Neil Richards – Interview with New AC Principal

INK: Neil Richards, welcome in Atlantic College and congratulations on your selection. You said, you just called your home in Japan. How did your family react?

Neil Richards (NR): My wife was very delighted and my daughter as well. She is 16 and will attend Atlantic College in the next year. Otherwise she would have had to go to a state school for the first time in her life. But this is really the best place to be.

INK: We know you resigned already from your old job as the headmaster of the International School of Yokohama. When will you be able to start working for Atlantic College?

NR: I will return to Britain in June and work for AC from August.
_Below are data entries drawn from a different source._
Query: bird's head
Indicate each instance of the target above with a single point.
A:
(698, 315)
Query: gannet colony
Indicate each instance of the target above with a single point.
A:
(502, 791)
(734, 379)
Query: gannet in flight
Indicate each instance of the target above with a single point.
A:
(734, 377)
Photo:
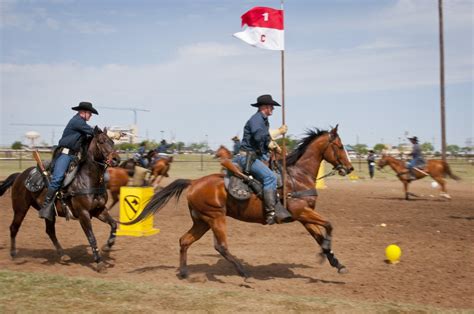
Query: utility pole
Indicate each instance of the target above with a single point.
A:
(441, 78)
(134, 110)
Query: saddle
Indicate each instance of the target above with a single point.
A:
(241, 187)
(37, 181)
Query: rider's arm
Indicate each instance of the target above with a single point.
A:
(81, 126)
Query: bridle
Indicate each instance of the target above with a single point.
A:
(109, 159)
(339, 165)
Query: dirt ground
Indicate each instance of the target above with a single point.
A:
(436, 237)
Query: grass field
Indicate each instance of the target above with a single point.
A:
(39, 293)
(195, 166)
(36, 292)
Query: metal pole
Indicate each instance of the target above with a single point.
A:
(283, 175)
(441, 78)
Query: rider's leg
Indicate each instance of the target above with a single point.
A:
(411, 173)
(269, 180)
(60, 167)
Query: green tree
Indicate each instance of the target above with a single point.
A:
(453, 149)
(17, 145)
(290, 143)
(179, 146)
(378, 148)
(126, 146)
(360, 149)
(427, 147)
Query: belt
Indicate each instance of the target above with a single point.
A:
(68, 151)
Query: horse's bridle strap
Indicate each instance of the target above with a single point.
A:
(305, 193)
(95, 191)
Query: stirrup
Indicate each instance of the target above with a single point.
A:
(47, 212)
(270, 218)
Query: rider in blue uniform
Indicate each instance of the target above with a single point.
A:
(417, 158)
(254, 150)
(236, 147)
(141, 155)
(69, 146)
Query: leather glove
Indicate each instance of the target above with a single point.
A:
(277, 132)
(114, 135)
(274, 146)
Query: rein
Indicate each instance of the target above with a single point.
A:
(335, 169)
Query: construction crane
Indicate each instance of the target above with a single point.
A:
(129, 109)
(51, 125)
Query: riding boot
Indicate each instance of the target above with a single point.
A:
(47, 211)
(269, 200)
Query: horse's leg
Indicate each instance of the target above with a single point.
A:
(198, 229)
(84, 218)
(157, 180)
(51, 231)
(405, 187)
(105, 217)
(115, 196)
(311, 220)
(19, 213)
(219, 227)
(442, 184)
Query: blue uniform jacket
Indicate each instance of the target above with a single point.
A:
(75, 130)
(256, 135)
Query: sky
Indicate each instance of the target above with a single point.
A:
(371, 66)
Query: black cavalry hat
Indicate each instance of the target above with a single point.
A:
(265, 100)
(85, 106)
(413, 139)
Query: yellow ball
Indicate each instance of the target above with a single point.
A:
(393, 253)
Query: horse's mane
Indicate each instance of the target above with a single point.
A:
(311, 134)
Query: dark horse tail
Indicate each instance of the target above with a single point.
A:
(160, 199)
(449, 173)
(8, 182)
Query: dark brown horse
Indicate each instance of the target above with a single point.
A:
(160, 169)
(130, 163)
(223, 153)
(118, 177)
(209, 202)
(86, 197)
(437, 169)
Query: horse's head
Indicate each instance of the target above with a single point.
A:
(102, 148)
(382, 161)
(223, 153)
(336, 154)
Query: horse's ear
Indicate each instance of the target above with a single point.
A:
(97, 130)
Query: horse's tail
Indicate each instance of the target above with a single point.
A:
(8, 182)
(447, 169)
(160, 199)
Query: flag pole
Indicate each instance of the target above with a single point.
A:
(283, 174)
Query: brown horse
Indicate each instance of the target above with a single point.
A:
(223, 153)
(86, 197)
(118, 177)
(160, 169)
(437, 169)
(209, 202)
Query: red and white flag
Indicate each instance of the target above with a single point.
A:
(264, 28)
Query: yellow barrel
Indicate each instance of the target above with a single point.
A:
(320, 183)
(132, 202)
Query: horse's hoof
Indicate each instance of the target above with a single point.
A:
(322, 258)
(106, 248)
(101, 267)
(445, 195)
(342, 270)
(64, 258)
(183, 274)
But some work on the principal’s house will last until the 1st September. So in the first weeks I won’t live on campus.

INK: What are the things you have to do in your last weeks in Japan?
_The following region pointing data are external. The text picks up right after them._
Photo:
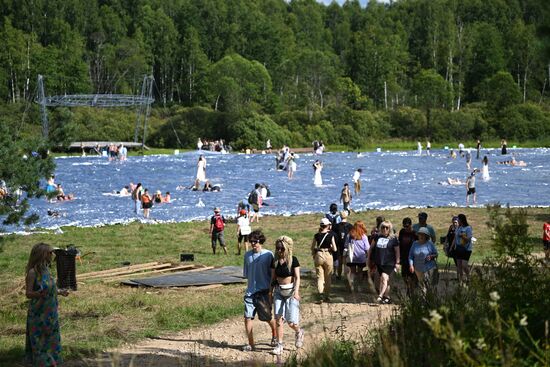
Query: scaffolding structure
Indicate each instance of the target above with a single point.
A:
(142, 102)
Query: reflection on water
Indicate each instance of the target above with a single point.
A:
(391, 180)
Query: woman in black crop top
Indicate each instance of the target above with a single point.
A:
(285, 274)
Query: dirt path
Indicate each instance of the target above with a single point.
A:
(220, 344)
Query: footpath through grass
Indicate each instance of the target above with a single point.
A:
(103, 315)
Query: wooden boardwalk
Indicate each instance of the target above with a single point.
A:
(92, 144)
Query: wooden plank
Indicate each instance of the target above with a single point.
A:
(131, 271)
(205, 287)
(107, 271)
(122, 277)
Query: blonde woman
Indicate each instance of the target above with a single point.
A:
(43, 340)
(384, 253)
(285, 275)
(201, 169)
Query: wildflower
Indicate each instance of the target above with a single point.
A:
(435, 316)
(523, 321)
(480, 344)
(494, 298)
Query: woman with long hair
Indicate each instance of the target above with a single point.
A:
(43, 340)
(201, 168)
(285, 275)
(317, 168)
(384, 253)
(356, 249)
(463, 247)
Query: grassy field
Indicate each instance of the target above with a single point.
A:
(102, 315)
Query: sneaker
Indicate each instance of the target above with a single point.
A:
(299, 339)
(248, 348)
(278, 350)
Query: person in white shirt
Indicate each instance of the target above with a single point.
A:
(357, 181)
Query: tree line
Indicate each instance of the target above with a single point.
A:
(298, 70)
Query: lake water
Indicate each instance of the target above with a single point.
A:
(391, 180)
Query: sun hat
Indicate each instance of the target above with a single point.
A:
(424, 231)
(287, 240)
(325, 222)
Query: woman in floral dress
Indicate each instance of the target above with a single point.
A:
(43, 341)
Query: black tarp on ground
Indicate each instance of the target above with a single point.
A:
(223, 275)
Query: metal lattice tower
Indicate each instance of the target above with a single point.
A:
(143, 103)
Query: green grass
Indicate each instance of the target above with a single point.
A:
(103, 315)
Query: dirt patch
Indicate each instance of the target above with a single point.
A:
(220, 344)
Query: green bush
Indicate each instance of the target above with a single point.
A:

NR: There are lots of farewell things to do. I have to prepare things for the new head. Then we have to move our entire home and a lot of packing will go on. My son will hopefully study in Cardiff-University and he will have to make a lot of important decisions.
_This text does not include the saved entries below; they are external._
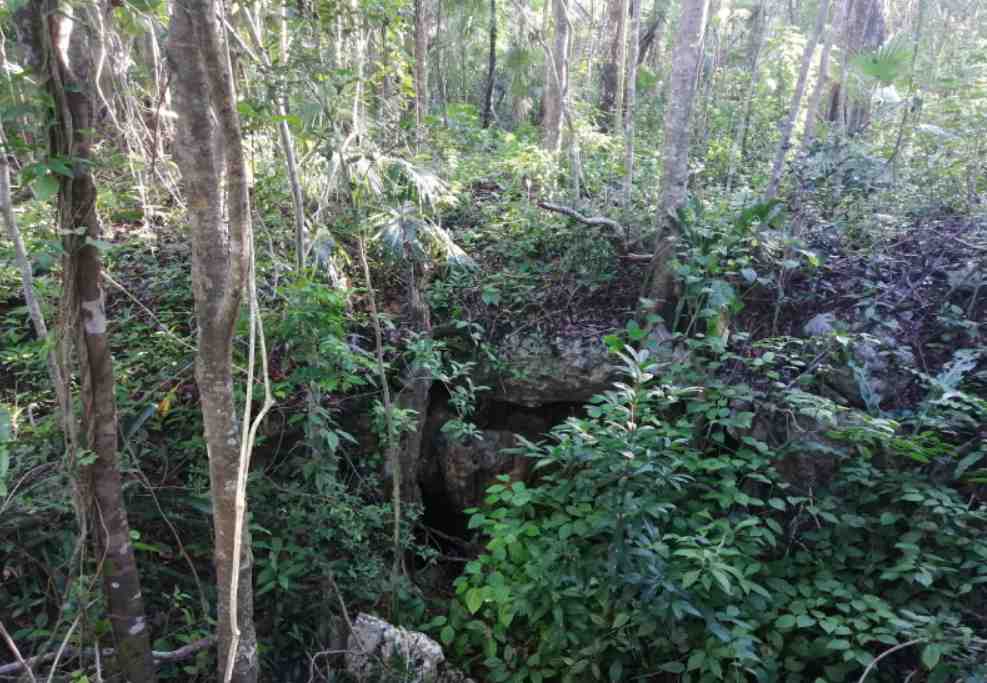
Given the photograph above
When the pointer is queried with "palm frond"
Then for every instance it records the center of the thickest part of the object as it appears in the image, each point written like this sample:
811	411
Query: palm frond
886	64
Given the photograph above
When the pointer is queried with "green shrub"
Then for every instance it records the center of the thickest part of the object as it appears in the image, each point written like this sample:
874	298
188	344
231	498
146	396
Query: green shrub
645	550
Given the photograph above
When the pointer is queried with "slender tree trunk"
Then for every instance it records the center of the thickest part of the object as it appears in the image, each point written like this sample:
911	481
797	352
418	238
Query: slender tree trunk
739	152
491	66
788	125
612	79
67	64
413	396
443	73
812	110
210	155
631	104
650	37
254	21
360	64
421	72
675	166
558	79
900	140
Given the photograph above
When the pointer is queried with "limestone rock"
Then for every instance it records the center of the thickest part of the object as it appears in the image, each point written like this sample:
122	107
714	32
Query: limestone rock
559	370
468	468
820	325
378	651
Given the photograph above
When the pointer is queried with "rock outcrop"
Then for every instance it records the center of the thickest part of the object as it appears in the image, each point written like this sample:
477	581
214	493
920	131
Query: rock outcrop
378	651
560	370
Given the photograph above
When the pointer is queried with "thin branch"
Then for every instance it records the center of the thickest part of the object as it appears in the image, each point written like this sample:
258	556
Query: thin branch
20	665
162	657
884	654
587	220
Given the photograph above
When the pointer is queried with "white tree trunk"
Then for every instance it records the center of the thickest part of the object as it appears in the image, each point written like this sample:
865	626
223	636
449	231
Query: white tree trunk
788	125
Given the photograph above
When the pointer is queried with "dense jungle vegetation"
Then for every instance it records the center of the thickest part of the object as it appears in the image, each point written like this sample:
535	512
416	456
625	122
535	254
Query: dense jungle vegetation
493	340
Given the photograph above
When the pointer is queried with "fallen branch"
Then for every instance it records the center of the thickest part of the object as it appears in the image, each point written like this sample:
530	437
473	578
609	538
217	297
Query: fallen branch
160	657
587	220
900	646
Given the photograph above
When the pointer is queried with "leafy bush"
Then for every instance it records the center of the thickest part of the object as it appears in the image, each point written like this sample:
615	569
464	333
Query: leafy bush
657	543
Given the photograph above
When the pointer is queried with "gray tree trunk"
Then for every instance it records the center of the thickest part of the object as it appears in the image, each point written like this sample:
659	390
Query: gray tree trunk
491	66
421	71
611	75
65	50
631	103
812	110
210	155
788	125
687	54
557	89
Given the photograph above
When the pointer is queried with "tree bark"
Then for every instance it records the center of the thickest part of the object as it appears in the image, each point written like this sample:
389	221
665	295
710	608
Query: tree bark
421	72
864	29
812	110
491	66
210	155
611	75
631	104
558	79
649	38
66	49
739	152
675	166
788	125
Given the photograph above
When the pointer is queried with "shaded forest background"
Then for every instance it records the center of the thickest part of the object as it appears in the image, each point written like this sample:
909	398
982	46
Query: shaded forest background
595	339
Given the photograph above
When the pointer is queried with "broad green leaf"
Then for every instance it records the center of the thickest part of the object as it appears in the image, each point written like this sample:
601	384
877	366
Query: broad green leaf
45	186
INK: What is your impression of the last days in Atlantic College?

NR: The students have been wonderful and overwhelming. Every time I sat down at a table in the Dining Hall they stopped talking and were interested in getting to know me.

INK: What was the most interesting question you were asked in the past days?

NR: There was not the one interesting question. But someone asked me about western and eastern viewpoints in many aspects and I have been a teacher in Europe, Africa, Asia and South-America. I have lots of bits of perspectives to draw on. This morning I had a very good discussion as well about the gap-year- programme of Atlantic College. That is something I would like to work on. But all these things need exploring.

INK: You have been to many interesting and exciting places in the past. Is there one most significant experience?

NR: I was headmaster in Lesotho in Africa. One morning I woke up and found myself in the middle of a conflict. I could hear shootings outside on the street. The phone rang and a teacher asked me, what is going on? And I had no idea. When I went out into the garden a bullet just passed me and flew into a tree. In that situation I had the responsibility to calm teachers and students down.

INK: Is there any message you want to send to the college-community before we leave for summer-holidays?

NR: I would like to write something and send it in as soon as possible. Unfortunately I am very busy at the moment.

INK: Thank you very much for your time. Have a safe journey.